BP is proceeding with its project for a major increase in purified terephthalic acid (PTA) production capacity at its Geel, Belgium, plant and also announced that it has recently completed a significant increase in the plant's paraxylene (PX) production capacity.
The planned debottleneck of PTA production at Geel will increase capacity by more than 350,000 tonnes a year, making the total PTA production capacity of the Geel site some 1.4 million tonnes a year.
The increase will be achieved by retrofitting the latest generation of BP's proprietary PTA technology to Geel's two existing PTA production units.
This new process offers the lowest capital cost per tonne of PTA capacity of any current technology and also lowers variable costs significantly compared to conventional PTA technology. It is already being applied to new PTA production BP is building in Asia, such as the new 900,000 tonnes a year plant planned for Zhuhai, China.
BP has completed initial engineering design work for the Geel debottleneck and expects the expansion to be fully operational early 2008.
Laurence Mulliez, BP's vice president, PTA Europe, Middle East & Africa said: 'BP is committed to maintaining our leading position in the European PTA market and continuing to grow capacity to meet our customers' demands. Our latest PTA technology has allowed us to achieve this at a very low capital cost while actually lowering operating costs, and so reinforces Geel's leading position in the European market'.
Dave Miller, Global PTA President said, 'We are looking at all our PTA plants across the world to identify other opportunities for applying this new technology in similar debottlenecking projects, particularly in North America. We will also be considering what options this new technology will give us for future capacity increases in Europe.'
As well as expanding PTA production capacity, application of the latest advances in BP's proprietary paraxylene production technology to Geel's PX unit in 2005 has now increased capacity of the unit to 560,000 tonnes a year - over 30 per cent higher than the original design capacity of the unit, commissioned in 2000.
The use of BP's PX crystallisation technology has made the plant one of the most energy-efficient PX plants now operating.

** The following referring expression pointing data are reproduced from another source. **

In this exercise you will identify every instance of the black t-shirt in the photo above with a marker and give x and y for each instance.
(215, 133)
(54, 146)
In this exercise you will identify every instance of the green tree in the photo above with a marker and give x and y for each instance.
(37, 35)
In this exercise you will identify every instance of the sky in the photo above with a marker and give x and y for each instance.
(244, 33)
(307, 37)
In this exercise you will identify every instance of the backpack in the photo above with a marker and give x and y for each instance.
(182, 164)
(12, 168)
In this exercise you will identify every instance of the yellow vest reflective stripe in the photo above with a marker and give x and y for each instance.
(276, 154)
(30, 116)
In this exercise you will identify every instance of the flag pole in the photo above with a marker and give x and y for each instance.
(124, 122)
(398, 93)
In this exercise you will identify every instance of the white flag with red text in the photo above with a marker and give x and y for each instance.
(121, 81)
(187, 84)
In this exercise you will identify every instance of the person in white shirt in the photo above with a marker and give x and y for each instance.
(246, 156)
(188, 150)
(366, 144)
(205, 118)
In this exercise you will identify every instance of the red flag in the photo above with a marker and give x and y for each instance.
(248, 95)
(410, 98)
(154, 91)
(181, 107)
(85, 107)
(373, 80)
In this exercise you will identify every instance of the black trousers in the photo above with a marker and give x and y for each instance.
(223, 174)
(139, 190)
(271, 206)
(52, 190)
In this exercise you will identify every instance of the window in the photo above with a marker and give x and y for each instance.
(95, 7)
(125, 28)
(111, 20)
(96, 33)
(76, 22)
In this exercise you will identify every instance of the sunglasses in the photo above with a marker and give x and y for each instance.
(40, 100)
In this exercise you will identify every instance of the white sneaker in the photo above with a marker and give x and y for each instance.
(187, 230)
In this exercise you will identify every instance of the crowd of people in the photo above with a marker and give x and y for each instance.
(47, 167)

'The material breakthroughs we have made in both PTA and paraxylene technologies have made our processes even stronger from environmental, energy efficiency and cost perspectives and demonstrate the strength of the continuing developments we are making in these areas,' added Mulliez. 'They clearly reinforce our leadership position in the polyester chain globally and, we believe, confirm us as the partner of choice for PX and PTA developments worldwide'.